Costumed revelers strutted and danced down Philadelphia’s still-wet main Market and Broad streets to the tunes of string bands or pop songs.

  • The Associated Press
Mummers Parade 2022.

 Tennyson Donyéa / WHYY

Mummers Parade 2022.

(Philadelphia) — Philadelphia’s Mummers strutted down the city’s Broad Street on Sunday following a one-day weather-related delay and a year after COVID-19 restrictions prompted the cancellation of the famous and sometimes inflammatory event.

Costumed revelers strutted and danced down Philadelphia’s still-wet main Market and Broad streets to the tunes of string bands or pop songs in unusually mild temperatures and under grey skies that threatened to make the umbrellas carried by many participants of more than ceremonial use.

“This is so much fun — I had no idea,” said Elizabeth Baker, 37, watching across the street from City Hall with 17-year-old Riley Hayes, who was visiting from Alabama. “I moved here in 2019, I didn’t go in 2020 and then last year they didn’t have it, so I was like ‘I gotta go this year!’”

The celebration viewed by thousands each year also features comic brigades, elaborate floats and plenty of feathers and sequins. It has also attracted persistent criticism and at one point a threat from the mayor to end the event after repeated blackface displays or other behavior deemed offensive. The Philadelphia Inquirer reports that troupes have been required to undergo racial bias and cultural sensitivity training since 2020.

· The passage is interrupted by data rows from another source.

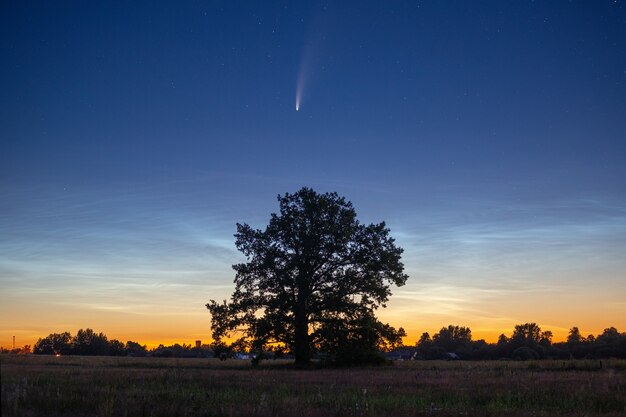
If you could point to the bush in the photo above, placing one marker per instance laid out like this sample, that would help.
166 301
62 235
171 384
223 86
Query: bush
524 354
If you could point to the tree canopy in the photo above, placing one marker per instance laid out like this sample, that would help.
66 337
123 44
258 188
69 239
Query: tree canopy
312 280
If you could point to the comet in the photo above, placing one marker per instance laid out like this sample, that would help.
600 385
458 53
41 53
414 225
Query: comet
310 58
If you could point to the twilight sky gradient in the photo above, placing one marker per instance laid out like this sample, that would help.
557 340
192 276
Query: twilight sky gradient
490 135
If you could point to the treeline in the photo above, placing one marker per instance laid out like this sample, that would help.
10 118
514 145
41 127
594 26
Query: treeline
528 341
89 343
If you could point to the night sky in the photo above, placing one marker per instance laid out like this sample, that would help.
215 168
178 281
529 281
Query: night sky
489 135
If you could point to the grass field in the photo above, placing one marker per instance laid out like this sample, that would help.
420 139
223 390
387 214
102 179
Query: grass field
104 386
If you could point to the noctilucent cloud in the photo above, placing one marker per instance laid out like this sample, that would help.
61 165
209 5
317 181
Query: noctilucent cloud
490 136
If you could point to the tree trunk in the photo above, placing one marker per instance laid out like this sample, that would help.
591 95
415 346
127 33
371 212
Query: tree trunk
301 343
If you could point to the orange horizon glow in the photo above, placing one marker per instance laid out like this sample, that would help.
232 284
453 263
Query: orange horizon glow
413 334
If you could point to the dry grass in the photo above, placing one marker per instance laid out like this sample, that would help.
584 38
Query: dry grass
84 386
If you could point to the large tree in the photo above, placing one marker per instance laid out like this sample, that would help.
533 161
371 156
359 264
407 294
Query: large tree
312 279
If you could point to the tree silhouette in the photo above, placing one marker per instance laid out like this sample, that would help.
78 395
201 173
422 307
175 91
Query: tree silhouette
315 275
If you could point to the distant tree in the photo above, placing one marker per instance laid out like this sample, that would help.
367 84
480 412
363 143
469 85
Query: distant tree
528 334
574 337
88 342
135 349
452 338
424 342
54 343
545 338
116 348
312 267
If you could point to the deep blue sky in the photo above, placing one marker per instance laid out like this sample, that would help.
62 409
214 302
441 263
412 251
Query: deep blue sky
490 135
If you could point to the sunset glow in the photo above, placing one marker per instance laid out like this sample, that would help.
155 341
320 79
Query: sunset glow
491 140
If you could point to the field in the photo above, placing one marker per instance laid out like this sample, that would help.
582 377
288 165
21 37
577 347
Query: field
90 386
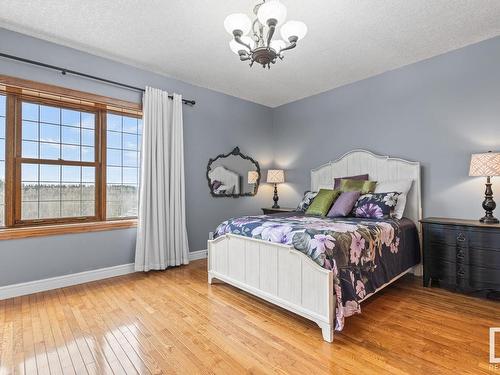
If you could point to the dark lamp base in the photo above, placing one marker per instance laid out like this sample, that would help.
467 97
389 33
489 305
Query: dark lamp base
489 220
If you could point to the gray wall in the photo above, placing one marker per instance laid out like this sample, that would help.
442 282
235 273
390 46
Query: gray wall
436 111
216 124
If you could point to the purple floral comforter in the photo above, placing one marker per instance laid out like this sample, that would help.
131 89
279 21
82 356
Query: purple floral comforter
363 254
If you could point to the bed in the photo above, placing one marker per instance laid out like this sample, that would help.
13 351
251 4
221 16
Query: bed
248 254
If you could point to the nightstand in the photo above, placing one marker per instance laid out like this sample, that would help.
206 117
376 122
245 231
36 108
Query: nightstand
270 210
462 255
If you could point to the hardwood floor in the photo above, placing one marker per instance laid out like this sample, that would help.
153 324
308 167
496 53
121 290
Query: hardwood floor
174 322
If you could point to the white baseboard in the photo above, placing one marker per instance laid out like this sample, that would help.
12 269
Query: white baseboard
200 254
30 287
36 286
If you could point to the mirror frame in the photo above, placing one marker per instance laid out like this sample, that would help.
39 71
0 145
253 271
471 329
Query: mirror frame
235 152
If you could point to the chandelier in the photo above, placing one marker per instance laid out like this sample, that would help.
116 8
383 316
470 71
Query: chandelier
253 41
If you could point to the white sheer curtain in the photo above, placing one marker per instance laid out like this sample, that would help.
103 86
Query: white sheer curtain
161 232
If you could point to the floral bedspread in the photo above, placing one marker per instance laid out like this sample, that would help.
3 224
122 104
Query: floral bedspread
363 254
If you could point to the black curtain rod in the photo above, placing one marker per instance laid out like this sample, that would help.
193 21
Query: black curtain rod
65 71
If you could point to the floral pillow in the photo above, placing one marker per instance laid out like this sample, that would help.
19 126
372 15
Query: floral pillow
376 205
306 200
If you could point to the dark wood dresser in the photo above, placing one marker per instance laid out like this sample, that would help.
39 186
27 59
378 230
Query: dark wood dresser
462 255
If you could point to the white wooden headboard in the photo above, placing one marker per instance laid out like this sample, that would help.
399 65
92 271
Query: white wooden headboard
379 168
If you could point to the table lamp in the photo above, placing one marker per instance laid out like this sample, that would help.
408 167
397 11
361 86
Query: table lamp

Last year’s pandemic-related cancellation was only the second in the more than 119-year history of the event as all large parades and events were prohibited for most of 2020. Some Mummers held a protest gathering in their South Philly stomping grounds last year in protest of the decision.

City officials declined to cancel the outdoor event this year despite growing numbers of COVID-19 cases and hospitalizations but required all along the parade route to wear masks and asked anyone feeling sick to stay home and watch live television coverage instead. This year’s rain delay led to the parade following Saturday night’s indoor events, including performances at the Pennsylvania Convention Center, which usually cap the celebration.

The Mummers Parade, believed to be the nation’s oldest folk festival, stems from a mixture of immigrant traditions, some dating back of the 1640s, dubbed “mummer,” likely from the German word for “mask.”

It mixes the immigrant traditions of the Scandinavians who welcomed the new year with gunfire, the English and Welsh who entertained with masquerade plays, and the Germans credited with introducing Santa Claus to their new surroundings. Black residents arriving after the Civil War added the signature strut along with “Oh! Dem Golden Slippers,” the parade’s theme song. The parade became an official city-sponsored event in 1901.

The traditional spectacle now includes competition in four divisions: comics, the satirists; Fancies, with the flashiest outfits; Fancy Brigades, with choreographed theatrical works; and String Bands, the dancing musicians, with their traditional theme “Oh! Dem Golden Slippers.”